Por Professor Marcos Monteiro
Uma situação, no mínimo, desagradável para todos os casa-branquenses que, nos últimos dias, viram o nome de sua cidade envolvido em vários questionamentos e até chacotas, motivados por um contrato extremamente nebuloso firmado entre a Prefeitura de São José do Rio Preto e a Santa Casa de Casa Branca. O acordo, com valor aproximado de R$ 12 milhões, prevê a prestação de serviços em um mutirão de exames médicos a serem realizados naquele município, por meio de carretas móveis, com o objetivo de atender a dezenas de milhares de exames represados.
Neste artigo, buscarei evitar juízos de valor sobre o contrato em si, concentrando-me em levantar dúvidas quanto à viabilidade de uma iniciativa dessa natureza.
Como ponto de partida, é preciso considerar recentes manifestações de representantes do Poder Legislativo, que afirmaram que “nossa Santa Casa” agora seria uma empresa e, portanto, não precisaria prestar contas de suas atividades. Cabe, então, a provocação: se houve essa transformação, ocorreu também alguma transação envolvendo seu patrimônio? Alguém, na esfera privada, adquiriu esse patrimônio?
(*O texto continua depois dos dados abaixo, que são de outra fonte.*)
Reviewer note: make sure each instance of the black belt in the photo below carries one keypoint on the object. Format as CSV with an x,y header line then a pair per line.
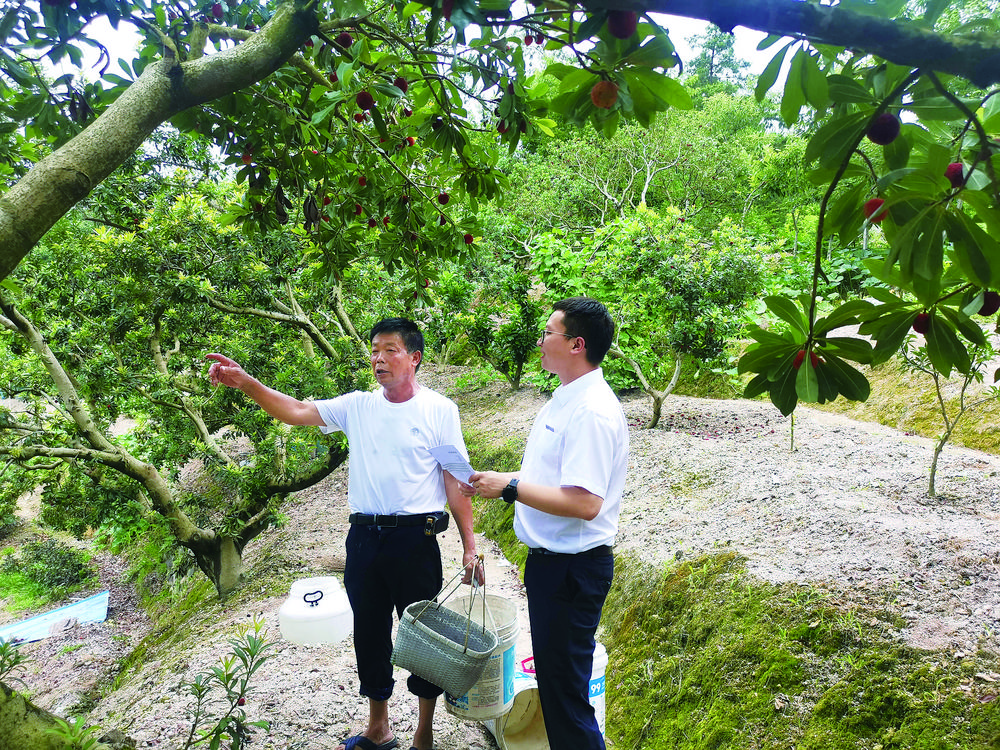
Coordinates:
x,y
433,523
602,551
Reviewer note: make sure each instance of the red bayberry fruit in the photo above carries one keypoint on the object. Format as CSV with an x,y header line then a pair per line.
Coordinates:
x,y
872,210
883,129
991,303
622,23
604,94
954,174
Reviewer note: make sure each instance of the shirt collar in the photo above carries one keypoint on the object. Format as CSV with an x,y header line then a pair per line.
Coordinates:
x,y
565,393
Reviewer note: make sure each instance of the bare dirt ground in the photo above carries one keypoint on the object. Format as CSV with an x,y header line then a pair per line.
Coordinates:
x,y
845,511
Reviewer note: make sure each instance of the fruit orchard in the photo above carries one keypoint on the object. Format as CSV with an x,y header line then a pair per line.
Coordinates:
x,y
374,136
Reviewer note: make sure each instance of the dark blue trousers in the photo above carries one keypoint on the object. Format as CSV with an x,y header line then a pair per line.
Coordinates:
x,y
387,568
565,596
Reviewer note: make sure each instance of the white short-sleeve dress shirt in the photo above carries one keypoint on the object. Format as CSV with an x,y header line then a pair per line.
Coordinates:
x,y
579,439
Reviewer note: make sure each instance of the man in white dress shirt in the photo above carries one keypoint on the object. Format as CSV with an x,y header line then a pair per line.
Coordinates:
x,y
567,499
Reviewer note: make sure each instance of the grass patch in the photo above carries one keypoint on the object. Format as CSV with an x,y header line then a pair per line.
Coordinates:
x,y
41,572
905,400
704,656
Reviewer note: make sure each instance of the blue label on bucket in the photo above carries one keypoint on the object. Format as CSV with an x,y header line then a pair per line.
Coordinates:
x,y
509,670
597,686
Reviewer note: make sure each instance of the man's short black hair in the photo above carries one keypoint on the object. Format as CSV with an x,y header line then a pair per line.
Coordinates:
x,y
591,321
407,330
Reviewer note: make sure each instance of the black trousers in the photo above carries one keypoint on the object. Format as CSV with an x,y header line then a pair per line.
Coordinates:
x,y
387,568
565,596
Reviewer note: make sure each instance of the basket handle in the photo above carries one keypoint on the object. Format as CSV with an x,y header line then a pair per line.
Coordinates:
x,y
439,600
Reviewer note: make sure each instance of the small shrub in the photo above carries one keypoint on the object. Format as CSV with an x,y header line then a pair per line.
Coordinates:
x,y
49,566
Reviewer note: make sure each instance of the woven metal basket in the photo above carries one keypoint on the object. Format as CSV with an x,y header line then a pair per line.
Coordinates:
x,y
445,647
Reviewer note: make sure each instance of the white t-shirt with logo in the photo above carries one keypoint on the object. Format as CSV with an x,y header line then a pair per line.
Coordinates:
x,y
391,470
579,439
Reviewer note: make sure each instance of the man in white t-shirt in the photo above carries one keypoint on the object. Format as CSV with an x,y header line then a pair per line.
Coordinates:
x,y
394,487
567,499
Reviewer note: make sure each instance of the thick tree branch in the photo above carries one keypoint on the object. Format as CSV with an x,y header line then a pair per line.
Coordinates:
x,y
975,58
61,180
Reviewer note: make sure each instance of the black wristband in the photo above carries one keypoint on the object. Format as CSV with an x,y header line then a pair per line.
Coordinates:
x,y
509,493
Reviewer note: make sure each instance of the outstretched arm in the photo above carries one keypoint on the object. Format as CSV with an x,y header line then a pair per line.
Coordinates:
x,y
460,505
570,502
225,371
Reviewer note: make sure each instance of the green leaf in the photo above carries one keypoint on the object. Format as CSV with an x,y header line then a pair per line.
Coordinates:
x,y
965,325
770,74
846,314
851,383
788,311
666,89
977,254
834,139
806,383
658,52
794,96
783,392
846,90
944,349
848,347
814,82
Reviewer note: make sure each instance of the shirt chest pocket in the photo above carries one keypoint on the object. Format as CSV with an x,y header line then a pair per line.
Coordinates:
x,y
550,446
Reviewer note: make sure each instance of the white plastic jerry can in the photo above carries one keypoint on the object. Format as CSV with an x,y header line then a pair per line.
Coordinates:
x,y
316,611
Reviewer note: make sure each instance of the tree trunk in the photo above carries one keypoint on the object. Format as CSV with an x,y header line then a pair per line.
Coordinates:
x,y
25,726
221,560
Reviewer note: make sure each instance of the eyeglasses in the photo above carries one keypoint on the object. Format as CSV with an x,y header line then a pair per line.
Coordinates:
x,y
558,333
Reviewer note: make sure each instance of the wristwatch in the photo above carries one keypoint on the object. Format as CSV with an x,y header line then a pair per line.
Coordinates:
x,y
509,493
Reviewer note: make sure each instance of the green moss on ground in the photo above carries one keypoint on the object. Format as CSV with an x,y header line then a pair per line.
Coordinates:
x,y
906,400
703,656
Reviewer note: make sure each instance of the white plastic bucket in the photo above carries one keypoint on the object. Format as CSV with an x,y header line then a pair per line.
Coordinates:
x,y
597,683
493,694
523,726
316,611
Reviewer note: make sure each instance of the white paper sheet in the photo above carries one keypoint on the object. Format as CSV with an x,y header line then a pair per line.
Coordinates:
x,y
453,462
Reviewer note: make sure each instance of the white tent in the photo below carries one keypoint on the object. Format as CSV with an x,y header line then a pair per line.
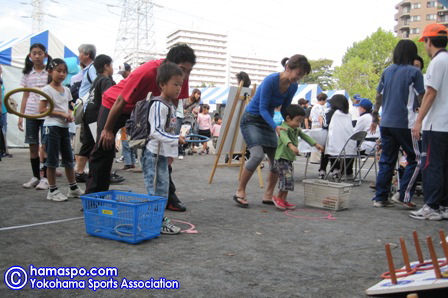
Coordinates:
x,y
12,59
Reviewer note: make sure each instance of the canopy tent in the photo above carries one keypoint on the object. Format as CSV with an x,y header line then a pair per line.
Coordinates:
x,y
307,91
12,58
330,93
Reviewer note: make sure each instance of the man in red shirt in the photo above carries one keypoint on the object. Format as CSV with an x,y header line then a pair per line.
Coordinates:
x,y
117,105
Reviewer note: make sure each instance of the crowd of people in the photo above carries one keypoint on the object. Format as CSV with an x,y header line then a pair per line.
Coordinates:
x,y
407,104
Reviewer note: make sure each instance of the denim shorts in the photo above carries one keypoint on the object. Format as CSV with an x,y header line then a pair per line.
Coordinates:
x,y
32,129
150,169
257,132
285,171
57,141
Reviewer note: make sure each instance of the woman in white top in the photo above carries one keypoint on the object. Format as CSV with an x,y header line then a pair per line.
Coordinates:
x,y
318,111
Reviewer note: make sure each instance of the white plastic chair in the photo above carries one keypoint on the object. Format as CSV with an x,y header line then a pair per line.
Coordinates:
x,y
357,137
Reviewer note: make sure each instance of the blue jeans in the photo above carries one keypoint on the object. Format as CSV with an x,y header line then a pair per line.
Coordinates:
x,y
391,140
57,141
128,153
159,172
434,168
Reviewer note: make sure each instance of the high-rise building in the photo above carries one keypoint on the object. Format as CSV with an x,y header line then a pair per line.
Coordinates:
x,y
215,66
413,16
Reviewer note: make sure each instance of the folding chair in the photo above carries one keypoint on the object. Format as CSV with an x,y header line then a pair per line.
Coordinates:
x,y
357,137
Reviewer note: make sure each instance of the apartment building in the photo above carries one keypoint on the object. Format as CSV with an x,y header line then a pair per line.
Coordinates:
x,y
215,65
413,16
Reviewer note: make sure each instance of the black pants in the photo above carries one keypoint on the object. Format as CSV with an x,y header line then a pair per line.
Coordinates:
x,y
101,161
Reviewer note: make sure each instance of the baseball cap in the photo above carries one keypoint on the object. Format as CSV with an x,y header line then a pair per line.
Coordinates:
x,y
123,68
433,30
366,104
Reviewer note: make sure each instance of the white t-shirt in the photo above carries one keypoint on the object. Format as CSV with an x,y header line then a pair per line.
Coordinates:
x,y
437,78
316,111
61,101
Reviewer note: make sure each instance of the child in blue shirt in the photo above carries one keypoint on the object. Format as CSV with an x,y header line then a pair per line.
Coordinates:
x,y
163,144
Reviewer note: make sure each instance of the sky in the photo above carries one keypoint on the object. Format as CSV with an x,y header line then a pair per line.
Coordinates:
x,y
271,29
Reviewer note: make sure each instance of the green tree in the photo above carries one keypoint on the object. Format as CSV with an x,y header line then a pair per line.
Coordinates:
x,y
321,74
376,48
422,53
358,76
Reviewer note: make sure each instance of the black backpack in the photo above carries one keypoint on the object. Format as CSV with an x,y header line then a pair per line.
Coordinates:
x,y
138,128
74,88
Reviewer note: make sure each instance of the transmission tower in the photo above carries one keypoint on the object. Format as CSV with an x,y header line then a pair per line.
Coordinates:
x,y
135,33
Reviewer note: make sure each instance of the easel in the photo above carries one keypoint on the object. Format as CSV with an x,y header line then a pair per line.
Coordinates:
x,y
241,162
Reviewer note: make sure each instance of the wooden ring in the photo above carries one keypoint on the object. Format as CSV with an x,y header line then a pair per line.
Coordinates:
x,y
33,90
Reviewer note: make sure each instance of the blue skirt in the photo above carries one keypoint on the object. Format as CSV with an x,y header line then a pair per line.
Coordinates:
x,y
257,132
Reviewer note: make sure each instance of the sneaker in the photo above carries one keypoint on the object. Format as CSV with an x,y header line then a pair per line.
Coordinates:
x,y
396,199
127,168
383,203
321,175
56,196
426,212
168,228
279,204
76,193
289,206
443,212
137,170
114,178
335,177
43,184
81,178
32,183
176,206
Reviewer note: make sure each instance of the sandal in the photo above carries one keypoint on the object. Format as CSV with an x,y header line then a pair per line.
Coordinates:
x,y
267,202
238,199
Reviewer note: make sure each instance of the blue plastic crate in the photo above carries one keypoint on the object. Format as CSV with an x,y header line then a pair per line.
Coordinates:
x,y
123,216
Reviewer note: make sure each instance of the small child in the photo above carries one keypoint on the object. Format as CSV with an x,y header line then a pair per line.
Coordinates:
x,y
215,131
57,136
286,154
205,125
162,147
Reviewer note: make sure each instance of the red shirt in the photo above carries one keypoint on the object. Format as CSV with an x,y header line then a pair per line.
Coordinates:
x,y
137,86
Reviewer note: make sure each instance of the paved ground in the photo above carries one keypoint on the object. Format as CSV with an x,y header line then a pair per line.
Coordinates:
x,y
256,252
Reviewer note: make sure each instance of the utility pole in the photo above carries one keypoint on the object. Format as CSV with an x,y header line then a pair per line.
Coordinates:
x,y
135,32
37,15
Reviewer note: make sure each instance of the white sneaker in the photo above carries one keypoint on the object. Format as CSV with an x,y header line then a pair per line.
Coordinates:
x,y
56,196
443,212
43,184
426,212
168,228
32,183
76,193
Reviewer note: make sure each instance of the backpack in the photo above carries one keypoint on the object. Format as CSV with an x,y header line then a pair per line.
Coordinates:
x,y
74,88
137,126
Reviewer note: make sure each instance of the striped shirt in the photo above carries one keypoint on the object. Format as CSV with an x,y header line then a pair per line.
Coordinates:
x,y
36,80
162,118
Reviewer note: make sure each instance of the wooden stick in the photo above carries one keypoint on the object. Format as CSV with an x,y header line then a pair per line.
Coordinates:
x,y
417,247
435,262
390,262
226,131
404,251
444,244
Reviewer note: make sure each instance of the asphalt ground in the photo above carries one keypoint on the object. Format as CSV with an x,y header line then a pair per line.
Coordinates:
x,y
236,252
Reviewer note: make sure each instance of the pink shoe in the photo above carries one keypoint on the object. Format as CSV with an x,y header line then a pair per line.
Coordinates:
x,y
279,204
290,206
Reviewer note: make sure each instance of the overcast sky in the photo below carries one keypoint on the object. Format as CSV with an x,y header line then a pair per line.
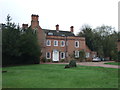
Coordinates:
x,y
66,13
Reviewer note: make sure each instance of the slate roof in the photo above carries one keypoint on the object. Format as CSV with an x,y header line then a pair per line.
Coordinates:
x,y
60,33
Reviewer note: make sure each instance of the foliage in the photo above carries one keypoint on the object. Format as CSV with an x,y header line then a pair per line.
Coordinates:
x,y
82,55
18,47
101,39
43,59
113,63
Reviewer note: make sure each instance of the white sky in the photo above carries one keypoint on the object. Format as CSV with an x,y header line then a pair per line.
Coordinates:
x,y
63,12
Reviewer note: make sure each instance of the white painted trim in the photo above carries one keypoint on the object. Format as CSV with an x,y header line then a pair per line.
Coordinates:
x,y
47,42
78,44
49,56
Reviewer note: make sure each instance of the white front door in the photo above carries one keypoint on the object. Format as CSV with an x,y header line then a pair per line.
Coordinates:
x,y
55,55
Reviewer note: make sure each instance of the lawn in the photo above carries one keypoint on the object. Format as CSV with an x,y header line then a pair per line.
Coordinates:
x,y
55,76
113,63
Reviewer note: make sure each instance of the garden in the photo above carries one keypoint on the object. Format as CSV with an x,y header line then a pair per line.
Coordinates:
x,y
56,76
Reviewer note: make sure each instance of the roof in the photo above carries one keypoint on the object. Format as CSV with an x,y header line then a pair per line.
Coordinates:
x,y
60,33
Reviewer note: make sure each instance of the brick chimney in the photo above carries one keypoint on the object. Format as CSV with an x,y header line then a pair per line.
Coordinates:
x,y
71,29
57,27
24,26
34,21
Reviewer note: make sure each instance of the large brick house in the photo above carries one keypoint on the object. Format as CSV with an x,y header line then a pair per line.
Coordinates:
x,y
59,45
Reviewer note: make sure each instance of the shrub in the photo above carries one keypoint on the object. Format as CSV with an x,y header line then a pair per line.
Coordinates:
x,y
43,59
48,60
72,63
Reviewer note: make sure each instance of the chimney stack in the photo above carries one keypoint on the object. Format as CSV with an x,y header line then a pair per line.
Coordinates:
x,y
34,21
71,29
57,27
24,26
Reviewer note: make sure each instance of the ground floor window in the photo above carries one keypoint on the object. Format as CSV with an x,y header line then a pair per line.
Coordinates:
x,y
48,55
62,55
76,54
87,55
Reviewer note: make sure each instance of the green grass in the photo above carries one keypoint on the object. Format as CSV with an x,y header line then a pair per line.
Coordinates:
x,y
55,76
113,63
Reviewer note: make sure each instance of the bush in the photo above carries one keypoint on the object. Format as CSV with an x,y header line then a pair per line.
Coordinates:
x,y
72,63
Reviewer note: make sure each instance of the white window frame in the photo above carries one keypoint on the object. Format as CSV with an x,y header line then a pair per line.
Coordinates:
x,y
56,43
63,55
49,56
77,45
87,54
66,43
77,54
62,45
47,43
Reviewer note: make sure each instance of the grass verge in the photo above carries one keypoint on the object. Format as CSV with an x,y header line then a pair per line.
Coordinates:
x,y
55,76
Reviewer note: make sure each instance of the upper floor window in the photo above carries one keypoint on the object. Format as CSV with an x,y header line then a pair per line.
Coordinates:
x,y
87,55
62,43
62,54
48,43
50,33
76,44
48,55
76,54
55,43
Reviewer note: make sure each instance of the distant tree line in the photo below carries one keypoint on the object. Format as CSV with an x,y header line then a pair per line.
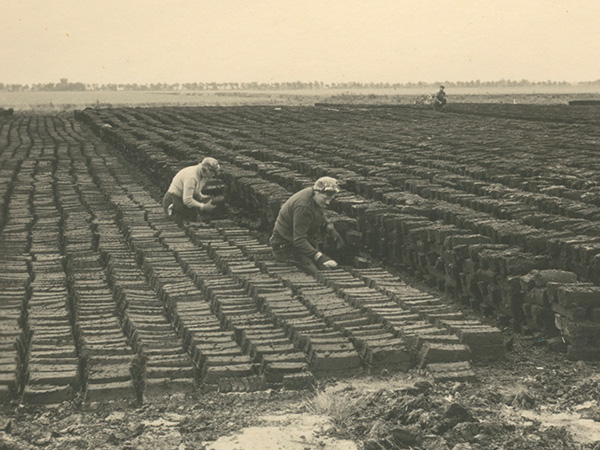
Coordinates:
x,y
65,85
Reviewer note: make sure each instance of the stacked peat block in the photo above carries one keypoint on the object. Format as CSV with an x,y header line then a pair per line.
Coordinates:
x,y
233,298
555,303
13,339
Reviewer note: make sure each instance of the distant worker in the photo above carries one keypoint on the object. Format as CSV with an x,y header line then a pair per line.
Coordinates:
x,y
184,199
439,99
300,220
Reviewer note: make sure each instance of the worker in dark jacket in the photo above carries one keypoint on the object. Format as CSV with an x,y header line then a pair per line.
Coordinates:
x,y
300,219
184,199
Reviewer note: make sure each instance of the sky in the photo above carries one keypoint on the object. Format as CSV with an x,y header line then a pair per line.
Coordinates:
x,y
267,41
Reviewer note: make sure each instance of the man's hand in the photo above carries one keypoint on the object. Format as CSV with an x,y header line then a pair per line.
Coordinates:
x,y
208,206
218,199
337,236
330,264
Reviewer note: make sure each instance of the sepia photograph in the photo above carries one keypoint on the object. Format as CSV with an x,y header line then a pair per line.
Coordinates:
x,y
300,225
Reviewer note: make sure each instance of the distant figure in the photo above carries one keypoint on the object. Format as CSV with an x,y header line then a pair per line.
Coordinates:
x,y
440,99
184,199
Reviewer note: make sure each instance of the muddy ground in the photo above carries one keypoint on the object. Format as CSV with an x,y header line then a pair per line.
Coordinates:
x,y
534,399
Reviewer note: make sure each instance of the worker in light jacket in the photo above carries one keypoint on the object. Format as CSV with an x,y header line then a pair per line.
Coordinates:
x,y
184,199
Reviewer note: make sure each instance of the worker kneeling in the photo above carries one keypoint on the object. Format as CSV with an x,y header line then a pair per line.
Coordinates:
x,y
184,199
300,220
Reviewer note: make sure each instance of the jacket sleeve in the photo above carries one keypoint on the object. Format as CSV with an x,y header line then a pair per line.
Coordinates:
x,y
189,187
302,219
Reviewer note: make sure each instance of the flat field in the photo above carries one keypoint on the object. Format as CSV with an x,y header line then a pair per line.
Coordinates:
x,y
67,101
450,323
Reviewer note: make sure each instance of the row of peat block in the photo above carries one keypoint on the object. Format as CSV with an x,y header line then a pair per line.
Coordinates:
x,y
101,294
483,269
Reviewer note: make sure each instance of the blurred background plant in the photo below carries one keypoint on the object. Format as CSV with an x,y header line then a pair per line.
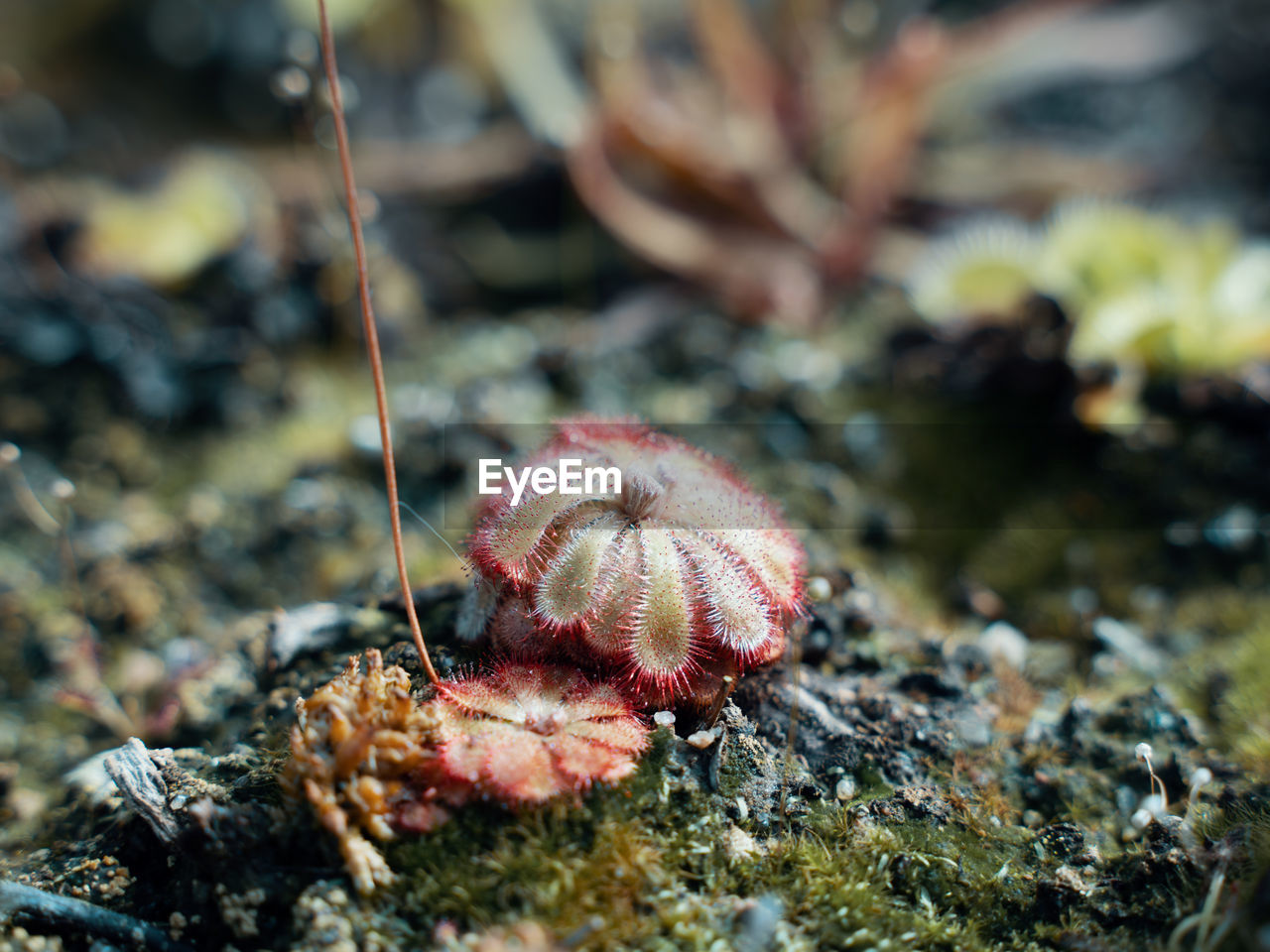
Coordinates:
x,y
742,214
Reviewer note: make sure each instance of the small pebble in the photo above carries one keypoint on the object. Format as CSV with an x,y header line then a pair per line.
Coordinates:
x,y
701,739
818,589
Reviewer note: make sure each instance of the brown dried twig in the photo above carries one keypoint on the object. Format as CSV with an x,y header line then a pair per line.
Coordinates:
x,y
372,338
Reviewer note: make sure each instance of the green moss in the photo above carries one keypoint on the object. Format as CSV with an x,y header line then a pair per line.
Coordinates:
x,y
662,867
1230,688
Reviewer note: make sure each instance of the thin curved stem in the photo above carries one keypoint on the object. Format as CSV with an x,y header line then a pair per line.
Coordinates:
x,y
372,338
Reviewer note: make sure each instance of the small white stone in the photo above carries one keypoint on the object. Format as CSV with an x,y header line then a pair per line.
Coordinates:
x,y
818,589
702,739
Tal afirmação, no entanto, não se sustenta. O que de fato ocorreu foi a transformação da Santa Casa de Casa Branca em uma pessoa jurídica de direito privado, sem fins lucrativos — condição que não a exime da necessária transparência.
Outra questão que tem gerado preocupação entre os casa-branquenses diz respeito à atual gestão da instituição: quem são seus dirigentes? Como foram escolhidos — por eleição, indicação ou outro processo? O exercício dessas funções é remunerado ou trata-se de trabalho voluntário?
Para a execução do contrato, a Santa Casa pretende utilizar estrutura própria ou recorrerá à contratação de terceiros? Em caso de terceirização, quais critérios serão adotados para essas contratações? Os profissionais envolvidos serão do próprio município ou virão de outras localidades?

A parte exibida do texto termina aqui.